The charge cycle can be operated automatically or manually in the revenue cycle process. In an automatic system, the information flows automatically and is updated accordingly as the provider enters the data. The service provider gains access to critical coding tools that help to code more accurately, ensuring timely reimbursement. While in the second old-fashioned way, the staff enters the data manually, which is handled manually.

4. Claim Submission

After entering the charges, the provider sends the information to the insurance for claim submission and to make sure claims are fair and going to the right door. The revenue cycle team will take an insight into the CPT code, diagnosis code, and CPT code. They will check whether the diagnosis supports the procedural activities and identify where there is a need for code correction.

5. Remittance Processing

After practice claiming the remittance process is the next step in the revenue cycle. The providers will be getting paid for their services. However, during this procedure, allowable are identified to whom providers have contracted with the insurance carrier and service provision. The contract is signed between two parties, and insurance will confirm about payment amount.

6. Insurance Follow up

The next step is insurance follow-up, which deals with what has been paid and what has not been paid. What was the reason that few of the items were left unpaid? The accounts receivable (A/R) report reveals everything related to the patient’s bucket and insurance. This report will evaluate why payment is delayed and process flaws that need to be addressed to cut down on future denials.

An essential piece of insurance follow-up includes:

  • Are people assigned certain carriers?
  • Is the practice management team working on this insurance?
  • Is your billing team trained in a multidimensional way for different tasks?
  • Do you see any noticeable changes on the monthly?
  • Do you have an additional billing person who can work?
  • Are claims being appealed, or are they being resubmitted?

7. Patient Collection

The most important part of the revenue cycle process is the collection of payments from patients. The trained staff is best for collecting money and preventing backlog; make sure you have a standard policy for managing income. To best manage the revenue cycle, there is a requirement to make sure that status updates on all claims, including historical data, and daily, weekly, and monthly reporting on key metrics, such as accounts receivable. It will allow the revenue cycle to move better, and cash flow will accelerate uninterruptedly.

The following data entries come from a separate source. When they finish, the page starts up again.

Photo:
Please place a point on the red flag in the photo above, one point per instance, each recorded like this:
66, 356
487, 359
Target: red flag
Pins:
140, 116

The Benefits of the HealthCare RCM Process

A strategic approach to revenue cycle management provides hospitals and health systems with numerous benefits. On the other hand, poor management and billing practices can result in financial losses for the entity. The benefits of an effective RCM process to hospitals and health systems can include

  • RCM helps organizations save time by streamlining processes, from patient Pre-registration and registration to appointment and payment reminders to engaging payors regarding claims and denials.
  • By lessening or eliminating errors in payment claims, RCM can also alleviate the denial rate, expediting payments to the organization.
  • RCM can assist hospitals and health systems in detecting mistakes on time and making them quickly fixed.
  • Efficacious RCM can help expedite the collection process, reducing the administrative burden around preparing bills, submitting claims, and collecting payments.
  • Organizations can minimize the administrative costs associated with managing their revenue with a reduced time commitment and lower unexpected errors. Providers can generate more revenue from data-driven billing and collection procedures.
  • Finally, RCM aims to facilitate and streamline the revenue cycle and permit hospitals and health systems to consolidate more on furnishing quality care and an optimal end-to-end patient experience.

An efficient Revenue Cycle Management provides friction-free solutions from booking appointments to paying bills to create a more satisfying experience. It enables an organization to stay financially viable and focused on delivering an exceptional patient experience. Once the patient’s invoice has been issued, the software can be used to create a compassionate and convenient payment experience and complete the healthcare revenue cycle.